Desde que tuve el alto honor de ser formado, directamente, por el profesor Armando de Córdoba —de quien aprendí mucho más que sus extraordinarios conocimientos, habilidades y actitudes como brillante psiquiatra que fuera, pues por su profunda e integral formación científico-técnica, político-ideológica y ético-humanística, asumió, sin pretenderlo, el papel de mi segundo padre— asimilé su modelo de comunidad terapéutica —principio organizativo rector de las instituciones rehabilitatorias cubanas— y su forma de trabajo, en gran parte incorporada por él a nuestro medio por haber sido uno de los pioneros en este campo a nivel internacional.5
Muy en su esencia, la comunidad terapéutica es el resultado de la aplicación de principios sociales, administrativos y psicoterapéuticos orientados a lograr, en el seno de una institución, un sistema constante de interacciones personales, donde todos los recursos materiales y humanos del centro —incluyendo personal auxiliar, administrativo y, en lugar muy destacado, el resto de los pacientes hospitalizados— se pongan en función de ayuda total a los internados, de manera tal que todos los convivientes bajo el techo institucional participen, de algún modo, en las relaciones de ayuda mutua. De esta forma se garantiza que cuando un enfermo culmine su proceso rehabilitatorio, todos los integrantes del medio reeducador de su comportamiento hayan puesto un granito de arena en su recuperación,6 incluidos los enfermos cuya invalidez —como veremos más adelante— genera en el resto de los pacientes profundos sentimientos de solidaridad y protección. Esto les permite recuperar esa relevante expresión de espiritualidad que es la potencialidad de involucrarse en los problemas de otros más necesitados, lo cual constituye en nuestro servicio un recurso de primer rango para la reactivación y el desarrollo espiritual de quienes —debido a su adicción a sustancias que efectan la conducta— han sufrido los embates de la droga sobre la primera línea de fuego del ser humano, la cual está formada por los más altos valores espirituales expresados por: la sensibilidad, la capacidad de compasión, el altruísmo, la solidaridad, el amor por la justicia y los principios, el desprendimiento material y la capacidad para asumir como propias las necesidades de otros.7
Este fue, a muy grandes rasgos, el medio institucional que recibió a Israel en el servicio Rogelio Paredes del Hospital Psiquiátrico de La Habana, centro de atención especializada a personas adictas al tabaco, el alcohol, los medicamentos o a sustancias ilegales y cuyo nombre es el póstumo homenaje a un mártir de la Revolución Cubana.
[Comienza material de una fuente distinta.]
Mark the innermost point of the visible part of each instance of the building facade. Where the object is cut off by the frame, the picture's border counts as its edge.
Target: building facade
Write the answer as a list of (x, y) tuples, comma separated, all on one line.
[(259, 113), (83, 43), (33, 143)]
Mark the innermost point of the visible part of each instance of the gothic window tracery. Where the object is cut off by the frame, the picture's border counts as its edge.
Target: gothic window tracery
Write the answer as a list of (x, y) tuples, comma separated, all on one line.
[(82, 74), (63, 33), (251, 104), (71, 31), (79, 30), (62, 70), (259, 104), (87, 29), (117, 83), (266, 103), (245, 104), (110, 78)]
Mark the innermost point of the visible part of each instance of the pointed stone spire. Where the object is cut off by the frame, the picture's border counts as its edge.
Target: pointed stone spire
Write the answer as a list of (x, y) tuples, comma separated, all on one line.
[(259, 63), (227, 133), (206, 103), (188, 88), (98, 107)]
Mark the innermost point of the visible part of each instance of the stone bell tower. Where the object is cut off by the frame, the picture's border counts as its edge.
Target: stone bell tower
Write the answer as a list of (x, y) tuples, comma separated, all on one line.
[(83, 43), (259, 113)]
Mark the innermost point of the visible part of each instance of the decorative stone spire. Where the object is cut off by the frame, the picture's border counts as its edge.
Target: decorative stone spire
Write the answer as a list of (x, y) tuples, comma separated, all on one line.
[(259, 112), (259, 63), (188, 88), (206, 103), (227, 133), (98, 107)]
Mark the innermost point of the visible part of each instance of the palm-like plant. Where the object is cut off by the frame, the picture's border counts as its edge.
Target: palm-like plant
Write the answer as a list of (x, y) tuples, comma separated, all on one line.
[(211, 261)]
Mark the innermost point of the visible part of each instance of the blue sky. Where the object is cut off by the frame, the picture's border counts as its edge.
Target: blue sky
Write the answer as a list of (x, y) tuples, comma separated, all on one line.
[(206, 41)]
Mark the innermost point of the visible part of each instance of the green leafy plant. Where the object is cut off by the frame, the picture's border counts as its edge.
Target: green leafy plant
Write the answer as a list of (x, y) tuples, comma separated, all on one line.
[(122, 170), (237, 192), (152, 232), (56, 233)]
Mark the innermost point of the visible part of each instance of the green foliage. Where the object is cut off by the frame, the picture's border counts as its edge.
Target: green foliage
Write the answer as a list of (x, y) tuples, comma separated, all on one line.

La sala —con 50 capacidades para personas mayores de 18 años— ha mantenido una organización estable durante los últimos 30 años, por lo que las vivencias que reportaremos pueden, en muchos casos, estar repitiéndose en la actualidad, con otros pacientes hospitalizados y sus familiares. Debemos recordar que, desafortunadamente, las drogasno respetan edad, sexo, nacionalidad, color de la piel, nivel escolar, ocupación, estado civil, condición social, clase ocultura de procedencia, ideología, filiación política, postura filosófica, fe religiosa, calidad humana o preferencia sexual, por lo que representan una espada de Damocles pendiente sobre las cabezas de padres, hermanos, cónyuges, hijos, educadores, profesionales de la salud y de otros campos o, sencillamente, ciudadanos del mundo, si seguimos el principio martiano que rige la proyección internacionalista de nuestro pueblo: ¡Patria es humanidad!